Wall Street Bullish On Ad Rebound, Especially Digital


Wall Street analysts have turned extra bullish on digital media -- especially social and connected TV (CTV) and streaming services -- according to reports from equity research firms assessing the impact of the COVID-19 pandemic.

“It started in April when the dynamism of Facebook’s auction shone through and pushed the social media leader’s revenue growth back into positive territory (similarly, Google’s silver lining was YouTube direct response and Amazon advertising didn’t miss a beat),” BMO Capital Markets’ Daniel Salmon writes in the internet and media section of a massive BMO report covering the pandemic’s impact on all the industrial sectors it covers.
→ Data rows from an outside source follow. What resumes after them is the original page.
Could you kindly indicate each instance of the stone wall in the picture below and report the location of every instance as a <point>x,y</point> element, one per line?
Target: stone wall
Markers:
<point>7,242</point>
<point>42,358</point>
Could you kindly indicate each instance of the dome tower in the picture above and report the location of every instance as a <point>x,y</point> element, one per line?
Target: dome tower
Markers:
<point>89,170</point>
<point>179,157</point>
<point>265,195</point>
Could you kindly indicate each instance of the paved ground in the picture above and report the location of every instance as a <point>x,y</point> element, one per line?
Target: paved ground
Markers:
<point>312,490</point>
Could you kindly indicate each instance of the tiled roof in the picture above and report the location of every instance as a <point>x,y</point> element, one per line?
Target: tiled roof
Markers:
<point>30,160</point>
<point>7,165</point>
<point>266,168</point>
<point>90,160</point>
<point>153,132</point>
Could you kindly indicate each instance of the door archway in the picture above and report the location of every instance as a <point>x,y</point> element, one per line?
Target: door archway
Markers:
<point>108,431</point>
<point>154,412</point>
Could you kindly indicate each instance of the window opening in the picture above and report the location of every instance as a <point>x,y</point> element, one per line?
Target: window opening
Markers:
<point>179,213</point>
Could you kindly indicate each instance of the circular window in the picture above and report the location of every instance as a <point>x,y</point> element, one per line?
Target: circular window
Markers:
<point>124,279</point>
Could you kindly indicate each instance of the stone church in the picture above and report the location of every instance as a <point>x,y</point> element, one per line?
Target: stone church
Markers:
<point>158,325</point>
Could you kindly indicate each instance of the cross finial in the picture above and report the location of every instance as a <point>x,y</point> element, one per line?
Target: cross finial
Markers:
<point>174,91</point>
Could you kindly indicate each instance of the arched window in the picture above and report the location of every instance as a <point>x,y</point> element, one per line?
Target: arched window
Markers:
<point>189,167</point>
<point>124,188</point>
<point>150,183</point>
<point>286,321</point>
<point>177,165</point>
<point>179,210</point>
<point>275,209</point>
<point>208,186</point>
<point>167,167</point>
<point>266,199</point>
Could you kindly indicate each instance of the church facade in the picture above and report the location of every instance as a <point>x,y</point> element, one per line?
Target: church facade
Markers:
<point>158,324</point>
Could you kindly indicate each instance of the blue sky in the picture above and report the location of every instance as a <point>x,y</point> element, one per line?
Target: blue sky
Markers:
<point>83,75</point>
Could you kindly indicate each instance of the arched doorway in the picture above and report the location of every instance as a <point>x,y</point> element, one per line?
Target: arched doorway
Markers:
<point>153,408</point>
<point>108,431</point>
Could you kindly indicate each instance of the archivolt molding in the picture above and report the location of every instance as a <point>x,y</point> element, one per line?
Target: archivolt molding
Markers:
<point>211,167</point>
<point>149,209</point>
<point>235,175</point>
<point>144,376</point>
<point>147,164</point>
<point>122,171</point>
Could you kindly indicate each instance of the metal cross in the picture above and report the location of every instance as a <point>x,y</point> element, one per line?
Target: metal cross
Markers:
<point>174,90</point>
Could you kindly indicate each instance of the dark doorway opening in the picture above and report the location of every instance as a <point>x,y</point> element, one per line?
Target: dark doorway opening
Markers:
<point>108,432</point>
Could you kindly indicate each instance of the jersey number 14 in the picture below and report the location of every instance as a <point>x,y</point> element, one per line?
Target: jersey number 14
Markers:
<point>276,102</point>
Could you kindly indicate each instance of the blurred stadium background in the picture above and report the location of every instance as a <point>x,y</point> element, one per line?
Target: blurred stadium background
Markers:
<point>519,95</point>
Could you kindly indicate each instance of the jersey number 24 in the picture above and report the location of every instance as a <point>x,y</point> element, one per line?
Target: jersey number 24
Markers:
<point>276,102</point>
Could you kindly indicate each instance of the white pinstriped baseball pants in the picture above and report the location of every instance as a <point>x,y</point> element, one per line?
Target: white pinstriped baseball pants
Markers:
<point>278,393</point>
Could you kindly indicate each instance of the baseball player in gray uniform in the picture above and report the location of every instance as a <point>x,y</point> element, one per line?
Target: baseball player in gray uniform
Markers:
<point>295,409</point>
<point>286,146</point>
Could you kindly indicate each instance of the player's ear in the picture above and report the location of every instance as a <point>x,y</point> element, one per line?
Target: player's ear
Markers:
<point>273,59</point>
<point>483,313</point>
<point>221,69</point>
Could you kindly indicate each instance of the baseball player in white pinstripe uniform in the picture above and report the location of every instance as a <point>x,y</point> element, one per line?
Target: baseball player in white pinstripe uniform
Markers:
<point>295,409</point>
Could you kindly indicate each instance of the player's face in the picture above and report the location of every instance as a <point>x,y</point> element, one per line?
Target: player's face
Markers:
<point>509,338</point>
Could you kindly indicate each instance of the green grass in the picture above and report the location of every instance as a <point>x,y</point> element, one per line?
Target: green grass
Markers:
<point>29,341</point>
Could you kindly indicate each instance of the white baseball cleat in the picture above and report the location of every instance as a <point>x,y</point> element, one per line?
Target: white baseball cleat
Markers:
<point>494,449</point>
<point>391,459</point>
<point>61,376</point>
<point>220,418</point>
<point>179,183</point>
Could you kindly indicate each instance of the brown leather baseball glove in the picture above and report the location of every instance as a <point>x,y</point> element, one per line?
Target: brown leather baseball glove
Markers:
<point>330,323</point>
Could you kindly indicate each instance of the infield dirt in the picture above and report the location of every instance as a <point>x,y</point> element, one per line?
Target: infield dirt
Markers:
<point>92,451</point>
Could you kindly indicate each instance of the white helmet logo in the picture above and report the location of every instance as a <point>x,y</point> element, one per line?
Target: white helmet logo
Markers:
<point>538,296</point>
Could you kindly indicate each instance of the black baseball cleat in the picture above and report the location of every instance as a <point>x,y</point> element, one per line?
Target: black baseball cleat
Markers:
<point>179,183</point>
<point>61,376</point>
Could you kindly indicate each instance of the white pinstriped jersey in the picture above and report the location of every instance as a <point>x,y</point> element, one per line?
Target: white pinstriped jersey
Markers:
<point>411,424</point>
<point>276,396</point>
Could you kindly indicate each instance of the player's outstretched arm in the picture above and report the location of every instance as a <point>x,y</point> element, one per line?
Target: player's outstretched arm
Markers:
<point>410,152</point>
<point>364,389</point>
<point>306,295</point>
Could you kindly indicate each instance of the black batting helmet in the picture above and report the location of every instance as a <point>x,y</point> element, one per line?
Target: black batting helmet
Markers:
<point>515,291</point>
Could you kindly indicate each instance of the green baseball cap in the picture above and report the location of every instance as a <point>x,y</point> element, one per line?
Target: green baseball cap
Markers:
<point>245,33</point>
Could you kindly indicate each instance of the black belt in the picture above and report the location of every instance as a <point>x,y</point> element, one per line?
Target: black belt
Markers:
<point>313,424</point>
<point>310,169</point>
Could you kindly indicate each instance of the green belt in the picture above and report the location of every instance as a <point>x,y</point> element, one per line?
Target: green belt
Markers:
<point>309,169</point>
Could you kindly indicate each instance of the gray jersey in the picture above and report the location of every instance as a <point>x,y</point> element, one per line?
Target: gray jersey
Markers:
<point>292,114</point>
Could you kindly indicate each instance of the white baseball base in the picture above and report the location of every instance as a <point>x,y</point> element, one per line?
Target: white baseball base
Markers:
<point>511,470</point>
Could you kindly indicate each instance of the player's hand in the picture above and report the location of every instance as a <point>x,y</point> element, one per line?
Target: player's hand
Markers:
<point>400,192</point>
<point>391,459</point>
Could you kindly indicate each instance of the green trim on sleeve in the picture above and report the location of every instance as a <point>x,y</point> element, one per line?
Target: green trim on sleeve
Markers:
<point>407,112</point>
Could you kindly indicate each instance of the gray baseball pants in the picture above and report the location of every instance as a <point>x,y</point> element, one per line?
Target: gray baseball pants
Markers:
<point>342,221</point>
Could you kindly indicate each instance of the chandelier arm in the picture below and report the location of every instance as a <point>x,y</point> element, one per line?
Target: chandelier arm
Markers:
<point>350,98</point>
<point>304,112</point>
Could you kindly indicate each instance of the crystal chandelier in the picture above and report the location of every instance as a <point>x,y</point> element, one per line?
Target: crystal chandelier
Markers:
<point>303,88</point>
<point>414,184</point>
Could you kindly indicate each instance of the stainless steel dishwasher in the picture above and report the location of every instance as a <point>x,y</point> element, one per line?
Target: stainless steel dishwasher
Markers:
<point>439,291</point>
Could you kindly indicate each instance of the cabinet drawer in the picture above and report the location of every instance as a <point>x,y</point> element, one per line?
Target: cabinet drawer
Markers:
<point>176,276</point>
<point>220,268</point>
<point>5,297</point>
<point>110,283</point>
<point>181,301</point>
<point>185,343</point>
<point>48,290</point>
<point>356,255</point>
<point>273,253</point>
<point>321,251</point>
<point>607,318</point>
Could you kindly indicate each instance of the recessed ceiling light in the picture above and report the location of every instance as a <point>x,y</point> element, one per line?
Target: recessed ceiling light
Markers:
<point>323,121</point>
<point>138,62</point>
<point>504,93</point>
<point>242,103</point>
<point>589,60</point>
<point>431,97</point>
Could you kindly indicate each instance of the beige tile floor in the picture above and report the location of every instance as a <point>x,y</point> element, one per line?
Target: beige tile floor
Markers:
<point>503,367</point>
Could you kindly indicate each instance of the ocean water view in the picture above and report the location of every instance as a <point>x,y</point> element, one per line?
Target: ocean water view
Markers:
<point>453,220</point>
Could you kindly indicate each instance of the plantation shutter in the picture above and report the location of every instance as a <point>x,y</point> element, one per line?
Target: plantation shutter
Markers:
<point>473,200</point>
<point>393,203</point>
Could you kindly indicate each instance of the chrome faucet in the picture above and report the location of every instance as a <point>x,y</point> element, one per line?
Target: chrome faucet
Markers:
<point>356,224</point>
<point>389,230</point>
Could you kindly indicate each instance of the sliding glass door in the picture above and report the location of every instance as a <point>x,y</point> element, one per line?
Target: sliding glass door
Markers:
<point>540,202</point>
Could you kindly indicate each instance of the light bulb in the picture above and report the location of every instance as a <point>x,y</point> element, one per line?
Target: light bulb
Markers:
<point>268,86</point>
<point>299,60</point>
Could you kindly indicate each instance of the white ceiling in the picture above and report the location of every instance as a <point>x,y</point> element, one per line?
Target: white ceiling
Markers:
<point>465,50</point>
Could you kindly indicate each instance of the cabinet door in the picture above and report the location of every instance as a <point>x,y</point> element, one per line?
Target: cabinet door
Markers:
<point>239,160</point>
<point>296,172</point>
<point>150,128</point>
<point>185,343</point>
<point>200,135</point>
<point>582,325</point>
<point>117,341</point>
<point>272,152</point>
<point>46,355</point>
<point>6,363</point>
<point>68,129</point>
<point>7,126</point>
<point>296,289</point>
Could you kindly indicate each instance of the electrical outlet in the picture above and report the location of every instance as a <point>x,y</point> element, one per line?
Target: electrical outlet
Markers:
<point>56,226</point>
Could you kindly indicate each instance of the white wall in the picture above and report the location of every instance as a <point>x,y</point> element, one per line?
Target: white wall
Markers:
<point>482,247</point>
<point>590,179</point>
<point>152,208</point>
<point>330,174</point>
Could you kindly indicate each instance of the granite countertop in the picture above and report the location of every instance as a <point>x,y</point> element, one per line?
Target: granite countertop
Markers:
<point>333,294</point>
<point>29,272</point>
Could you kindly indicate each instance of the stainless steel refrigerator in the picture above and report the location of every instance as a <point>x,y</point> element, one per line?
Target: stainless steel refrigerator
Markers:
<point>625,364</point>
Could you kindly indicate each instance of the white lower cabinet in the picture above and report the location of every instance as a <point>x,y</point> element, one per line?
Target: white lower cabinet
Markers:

The report characterizes the ad industry’s “faster-than-expected” bounce-back as one of the COVID-19 “surprises” it has observed to date.

Salmon’s note goes on to point out that even TV-centric ad sellers appear to have bottomed out, writing, “Sure enough, advertising appears firmly in a V-shaped recovery, albeit with straggling categories like travel still.”

He cautions that the “all-important holiday season” likely will be the next important signal for Madison Avenue, as “many large marketers will be going through budget discussions for 2021. And while visibility is obviously still worse than pre-COVID-19, it also seems clear that March and April’s worst-case scenarios won’t play out.”

BMO does caution about some meta factors, such as the White House’s and Congress’ antitrust signals for big digital media platforms, and a separate note from Pivotal Research Group’s Michael Levine adds: “We remain in a period of great economic uncertainty, exacerbated by the elections, and with COVID-19 case growth reaccelerating. Be mindful, as these factors could impact companies’ ability to forecast the fourth quarter of 2020.”

Levine notes that Pivotal’s ad industry tracking shows that ad demand has “improved with each sequential month’s update” and that another key signal -- “back-to-school”-related ad spending -- “while not great in absolute terms, is not the disaster investors or companies contemplated.”

He estimated the back-to-school ad spending was likely down 10-15% vs. 2019, which is better than the ad industry’s original projections of -30-35% heading into the shopping season.